Cathrine Hasse (born 1956 in Denmark) is a professor of cultural anthropology and learning at the University of Aarhus, Denmark. Her research lies in the intersection between culture, learning and technology.

==Education==
In 1994, Hasse graduated from anthropology from the University of Copenhagen, Denmark. Here, she was appointed a Ph.D.-scholarship in 1996.

==Career==
From 2000 to 2001, she was affiliated with the National Research Center for the Humanities (Danmarks Humanistiske Forskningscenter) in Copenhagen. In 2002, she became an associate professor at the Department of Education, University of Aarhus, and in 2009 she became a professor MSO (“professor with special responsibilities”) at the Institute of Education and Pedagogy, also at the University of Aarhus, where Hasse since 2013 has led the research program Future Technologies, Culture and Learning located in Copenhagen.
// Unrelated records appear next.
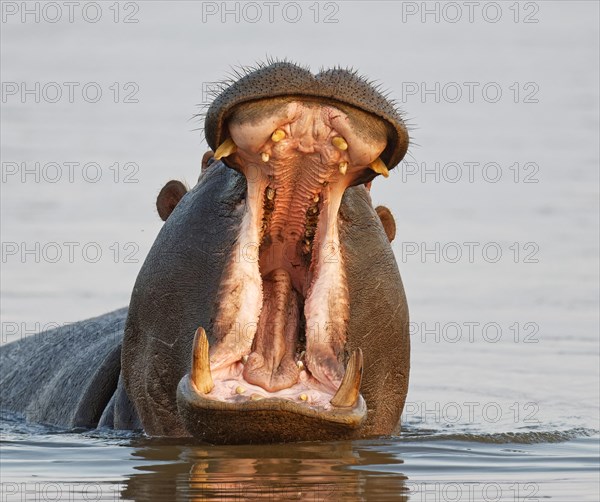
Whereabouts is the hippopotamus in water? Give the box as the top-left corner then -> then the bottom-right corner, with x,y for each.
0,62 -> 409,443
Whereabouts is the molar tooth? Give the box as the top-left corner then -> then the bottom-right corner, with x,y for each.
369,157 -> 390,178
331,136 -> 348,150
271,129 -> 285,143
190,327 -> 215,394
329,349 -> 363,408
213,138 -> 237,160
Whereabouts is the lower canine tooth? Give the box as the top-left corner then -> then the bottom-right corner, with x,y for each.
213,138 -> 237,160
330,349 -> 363,408
369,157 -> 390,178
190,328 -> 215,394
271,129 -> 285,143
331,136 -> 348,150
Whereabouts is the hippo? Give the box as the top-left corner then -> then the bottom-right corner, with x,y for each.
0,61 -> 410,444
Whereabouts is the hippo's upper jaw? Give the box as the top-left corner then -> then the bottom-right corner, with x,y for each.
177,63 -> 408,442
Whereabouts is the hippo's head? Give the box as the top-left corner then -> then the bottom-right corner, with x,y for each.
122,62 -> 409,443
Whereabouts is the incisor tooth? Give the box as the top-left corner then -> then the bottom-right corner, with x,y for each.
369,157 -> 390,178
331,136 -> 348,150
190,328 -> 215,394
271,129 -> 285,143
329,349 -> 363,408
213,138 -> 237,160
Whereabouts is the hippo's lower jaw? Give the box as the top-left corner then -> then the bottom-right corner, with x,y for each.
177,352 -> 367,444
173,98 -> 394,442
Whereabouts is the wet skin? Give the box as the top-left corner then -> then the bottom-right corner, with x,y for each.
0,63 -> 409,443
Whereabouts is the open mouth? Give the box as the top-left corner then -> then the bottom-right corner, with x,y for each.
173,63 -> 405,444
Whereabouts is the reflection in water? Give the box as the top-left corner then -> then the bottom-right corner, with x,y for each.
122,440 -> 408,501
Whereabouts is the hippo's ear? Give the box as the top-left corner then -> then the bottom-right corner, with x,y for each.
375,206 -> 396,242
156,180 -> 187,221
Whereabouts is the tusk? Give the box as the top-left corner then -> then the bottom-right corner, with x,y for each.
330,349 -> 363,408
213,138 -> 237,160
271,129 -> 285,143
331,136 -> 348,150
190,328 -> 215,394
369,157 -> 390,178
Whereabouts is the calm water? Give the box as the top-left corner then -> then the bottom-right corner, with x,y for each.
0,1 -> 600,502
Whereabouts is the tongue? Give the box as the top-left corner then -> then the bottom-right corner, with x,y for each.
244,268 -> 300,392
Cathrine Hasse has also been affiliated with several universities as a research professor, incl. the University of Oxford, 2013, and at the Danish Institute for Science and Art in Rome, Italy, with regards to her interdisciplinary research of cultural dimensions in the natural sciences. Cathrine Hasse has led several international interdisciplinary research projects, incl. the EU-project Understanding Puzzles in the Gendered European Map (2005-2008), the Danish-Italian project The Cultural Dimensions of Science (2002-2005) and most recently the interdisciplinary technology project Technucation about technological literacy (2011-2015).
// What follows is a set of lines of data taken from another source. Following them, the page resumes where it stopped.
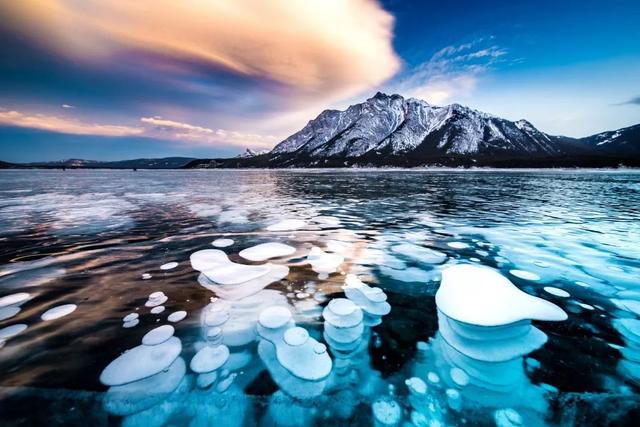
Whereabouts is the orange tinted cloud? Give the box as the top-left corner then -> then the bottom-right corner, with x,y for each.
0,0 -> 400,100
0,110 -> 144,136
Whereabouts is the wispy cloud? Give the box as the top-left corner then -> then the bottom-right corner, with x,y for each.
0,0 -> 400,100
140,116 -> 278,149
0,110 -> 144,136
391,38 -> 507,104
615,96 -> 640,105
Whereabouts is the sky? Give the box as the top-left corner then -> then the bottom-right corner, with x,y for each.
0,0 -> 640,162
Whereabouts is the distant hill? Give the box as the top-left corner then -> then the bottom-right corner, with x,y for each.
185,92 -> 640,168
0,157 -> 195,169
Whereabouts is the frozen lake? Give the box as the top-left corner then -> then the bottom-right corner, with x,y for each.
0,170 -> 640,426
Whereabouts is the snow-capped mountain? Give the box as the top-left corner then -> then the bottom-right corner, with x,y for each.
271,93 -> 562,163
188,92 -> 640,168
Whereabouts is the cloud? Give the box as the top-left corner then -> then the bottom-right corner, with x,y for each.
140,116 -> 278,149
0,0 -> 400,100
615,96 -> 640,105
0,110 -> 144,136
390,39 -> 507,104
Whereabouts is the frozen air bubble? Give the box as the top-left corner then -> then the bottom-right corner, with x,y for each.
142,325 -> 175,345
238,242 -> 296,261
543,286 -> 571,298
122,313 -> 139,322
509,270 -> 540,281
167,310 -> 187,323
211,239 -> 233,248
160,261 -> 178,270
40,304 -> 78,321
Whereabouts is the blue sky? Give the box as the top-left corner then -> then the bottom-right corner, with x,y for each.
0,0 -> 640,162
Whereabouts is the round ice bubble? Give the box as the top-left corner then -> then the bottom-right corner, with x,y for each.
238,242 -> 296,261
436,264 -> 567,326
167,310 -> 187,323
142,325 -> 175,345
100,337 -> 182,386
543,286 -> 571,298
211,238 -> 233,248
40,304 -> 78,321
160,261 -> 178,270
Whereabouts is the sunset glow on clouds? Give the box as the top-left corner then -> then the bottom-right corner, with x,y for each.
0,0 -> 640,161
4,0 -> 400,100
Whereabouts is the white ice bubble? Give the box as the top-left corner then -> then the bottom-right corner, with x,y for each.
238,242 -> 296,261
342,274 -> 391,316
258,306 -> 292,329
40,304 -> 78,321
391,243 -> 447,264
0,292 -> 31,307
436,264 -> 567,326
0,306 -> 21,320
151,305 -> 165,314
100,337 -> 182,386
307,246 -> 344,274
322,298 -> 363,328
493,408 -> 524,427
0,323 -> 27,340
449,367 -> 469,387
203,261 -> 272,285
167,310 -> 187,323
160,261 -> 178,270
142,325 -> 175,345
543,286 -> 571,298
211,239 -> 233,248
122,313 -> 139,322
509,270 -> 540,281
267,219 -> 307,231
371,398 -> 402,426
122,319 -> 140,329
189,344 -> 229,374
447,242 -> 469,249
404,377 -> 427,394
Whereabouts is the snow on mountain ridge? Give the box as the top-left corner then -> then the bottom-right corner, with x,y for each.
271,92 -> 559,158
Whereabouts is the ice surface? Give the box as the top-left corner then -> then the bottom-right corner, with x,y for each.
342,274 -> 391,316
509,270 -> 540,281
0,306 -> 21,320
122,313 -> 139,322
189,344 -> 229,374
267,219 -> 307,231
0,323 -> 27,340
391,243 -> 447,264
100,337 -> 182,386
322,298 -> 363,328
142,325 -> 175,345
167,310 -> 187,323
211,239 -> 234,248
436,264 -> 567,326
0,292 -> 31,308
102,357 -> 186,415
447,242 -> 469,249
40,304 -> 78,321
307,246 -> 344,274
543,286 -> 571,298
160,261 -> 178,270
239,242 -> 296,261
Furthermore, Hasse has written columns for the Danish daily newspaper Dagbladet Information and has also been a board member at the Department of Education, University of Aarhus (2000-2001), the Society of Gender Research (2000-2002) and of the Danish non-profit organization Oxfam IBIS (1990-1992). Since 2009, Hasse has been a member of the board of examiners for anthropology studies at the University of Copenhagen and, since 2012, a member of the board of examiners for techno-anthropology studies at Aalborg University. Since 2009, Cathrine Hasse has been a member of the research board at the Danish Confederation of Professional Associations (Academics) as well as of the research board at the Metropolitan University College, Denmark.

== Selected publications ==
- Søndergaard, K. D., & Hasse, C. (Eds.) (2012). Teknologiforståelse: på skoler og hospitaler. (1 ed.) Aarhus: Aarhus Universitetsforlag
- Høyrup, S., Bonnafous-Boucher, M., Hasse, C., Lotz, M., & Møller, K. V. (2012). Employee-Driven Innovation: A New Approach]. London: Palgrave Macmillan
- Hasse, C. (2011). Kulturanalyser i organisationer. Begreber, metoder og forbløffende læreprocesser København: Forlaget Samfundslitteratur.
- Hasse, C. (2008). Kulturpsykologi - Kulturens rolle, København: Forlaget Frydenlund.
- Hasse, C. (2002). Kultur i bevægelse: Fra deltagerobservation til kulturanalyse - i det fysiske rum, København: Forlaget Samfundslitteratur.